Bertholdt meralat, "Beda. Sugarcoating 'kan menutupi fakta dengan kata-kata manis. Nah, kalau subtlety, kau tetap jujur. Tapi nggak blak-blakan."

"Aku nggak ngerti," Jean bergumam bosan. Adegan marah-marahan khas telenovela di televisi lebih menarik.

"Pffft, otak kuda bisa ngerti apa, sih?" Eren mendengus remeh. "Langsung praktek aja. Jean, misalnya ada cewek supergendut memakai legging superketat warna pink neon motif abstrak dan dia bertanya, 'Apa celana ini membuatku kelihatan gendut?' bagaimana reaksimu?"

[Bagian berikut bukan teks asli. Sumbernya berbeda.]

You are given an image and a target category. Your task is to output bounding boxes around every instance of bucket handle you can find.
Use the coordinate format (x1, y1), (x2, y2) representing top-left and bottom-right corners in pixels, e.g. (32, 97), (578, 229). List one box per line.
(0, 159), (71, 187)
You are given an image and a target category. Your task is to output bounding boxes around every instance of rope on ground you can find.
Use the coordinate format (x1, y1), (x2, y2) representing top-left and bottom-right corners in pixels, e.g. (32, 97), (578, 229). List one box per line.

Tanpa menoleh dari layar TV Jean menjawab, "'Mau pakai apapun kau memang gendut.'"

Tiba-tiba satu gamparan mendarat di belakang kepala Jean. Remaja itu mengerang sakit, "Oww! Apa-apaan, sih, Reiner?!"

Reiner, yang baru saja menampar kepala Jean dengan gulungan buku teks Biologi—yang notabene super duper tebal—menatapnya tajam. Satu tangan berkacak di pinggang, satunya lagi terentang dengan telunjuk menunjuk jidat Jean. "Kau! Pantas aja cewek nangis, mulutmu nggak pakai filter!"

"Dasar mulut bocor!" Eren ikut-ikutan menggamparnya. "Pantas Mikasa menolakmu!"

"Oi! Aku nggak ditolak, oke? Aku bahkan nggak jadi mendekati Mikasa karena brother-complex-nya bikin merinding!"

Marco, dengan sorot mata penuh kekhawatiran, mencengkram bahunya. "Jean, cobalah, rem perkataanmu. Kalau kau ketus begitu kau bisa jadi jomblo seumur hidup!"

"Mungkin pengangguran seumur hidup karena mana ada boss yang mau memperkerjakan kuda bermulut harimau," Connie menambahkan.

"Stop guyonan 'kuda' itu, nggak lucu," Jean mengerucutkan bibirnya, manyun. "Kalian berlebihan. Aku cuma jujur, masa nggak boleh?"

"Kami nggak memintamu berbohong, Jean. Tapi cobalah untuk subtle." Reiner menoleh pada Eren, "Eren, berikan jawaban yang benar."

Eren mengangguk. Wajah cengar-cengirnya seketika berubah serius. "Ehem. 'Legging yang kau pakai bagus, tapi kupikir warna dan coraknya kurang flattering. Cobalah legging hitam polos. Kau pasti terlihat lebih cantik.' Begitu."

"Tepat! Saat menjawab kau harus ingat 3 hal: pujian, kritik, dan saran."

Jean memutar bola mata honey-nya, "Guys. Kalian memintaku berlagak seperti inspektur fesyen?"

"Nggak cuma fesyen, Jean, kau bisa memakai rumus itu saat ditanyai topik apapun. Sekarang coba praktekkan," Bertholdt menarik lengannya, memaksanya beranjak dari sofa. Jemari panjang pemuda bersurai hiram itu diarahkan ke antara alis Connie, "Connie, kau jadi ceweknya."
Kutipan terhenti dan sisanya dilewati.